While ERS is still exploring prospects for its enviromentally friendly tar sand mining operations in T&T, another company is closer to getting off the ground. Geologist Herbert Sukhu said his company, Geominex Resources Limited, has signed a memorandum of understanding (MOU) with the Ministry of Trade, Industry and Investment (MTII) for tar sands exploration in the La Brea region.

 

Sukhu said his company's “small footprint mining” method will use proprietary solvent retort processes which are more environmentally friendly than the Canadian model. He said strip mining could produce between 30,000 to 50,000 barrels of oil per day and entails “stripping certain areas, extracting the usable tar sands and filling back the waste material.” That is not a small scale operation and could eventually end up costing US$5.2 billion, he said.

 

Falconer said Sukhu's company used similar technology to ERS, but also uses a chemical process to assist the flow of oil. He believes his company has a superior product and is further along in development and implementation of its technology.

 

Extracting oil from sand

Oil sands are a mixture of sand/clays, bitumen and water. Each grain of oil sand has three layers: a layer of water surrounding the grain of sand, with bitumen surrounding the water to form the outer layer. Oil sands are often referred to as tar sands or bituminous sands.
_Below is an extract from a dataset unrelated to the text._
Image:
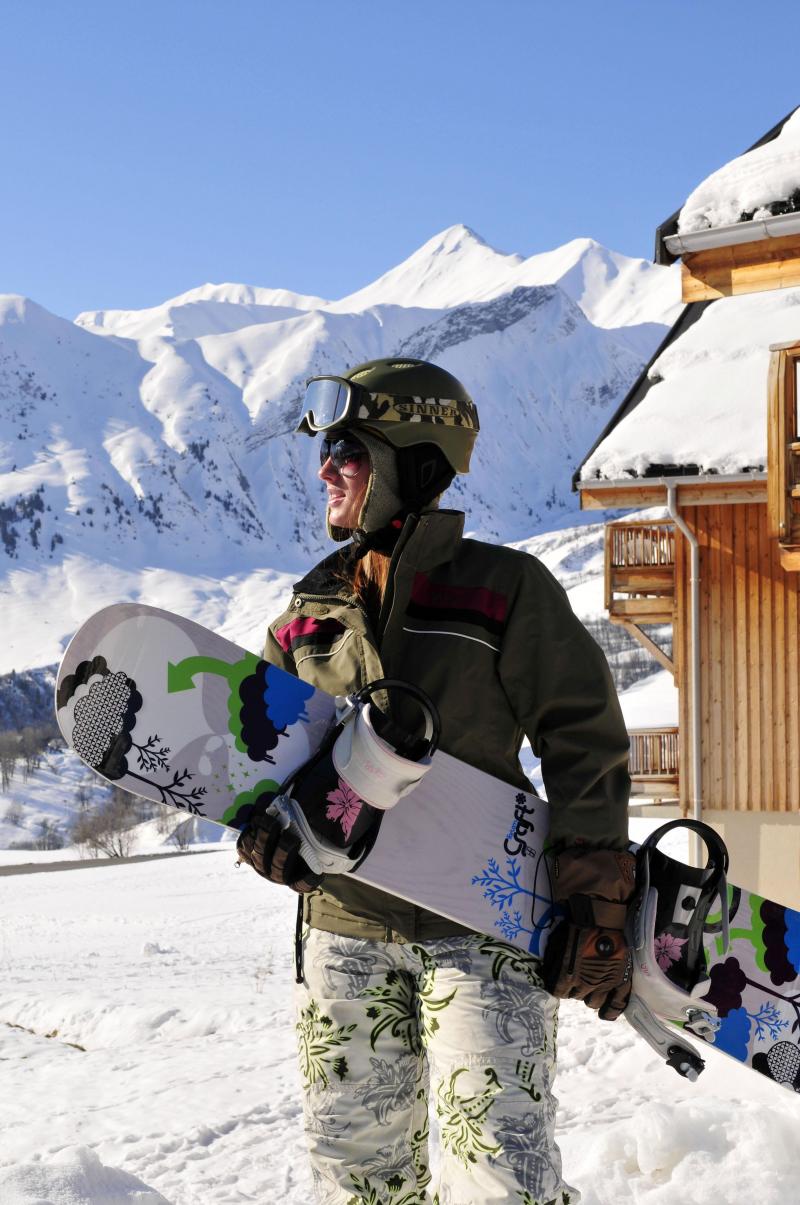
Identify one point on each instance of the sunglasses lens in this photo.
(346, 456)
(325, 401)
Tar sand deposits are mined utilising techniques such as strip mining, open pit techniques, and underground heating (steam injection) to extract the oil.

 

The complex process of recovering oil from tar sands involves many steps in order for the oil to be profitably extracted and upgraded to a usable product.  The recovery process typically involves the following steps:
• Extracting the oil from the sand
• Separating the bitumen from the clay, sand, and water
• Diluting the bitumen with lighter hydrocarbons to pass through pipes easier

 

Across Trinidad, exploration conducted several ago estimated some 1.5 to 2 billion barrels of bitumen-based fuel. The southern communities of Vessigny, Guapo, Parrylands, Vance River, and La Brea all exist directly on top of tar sands deposits. Last December, the Ministry of Energy and Energy Affairs established 35 mining zones across T&T, including one provisional mining zone for tar sands.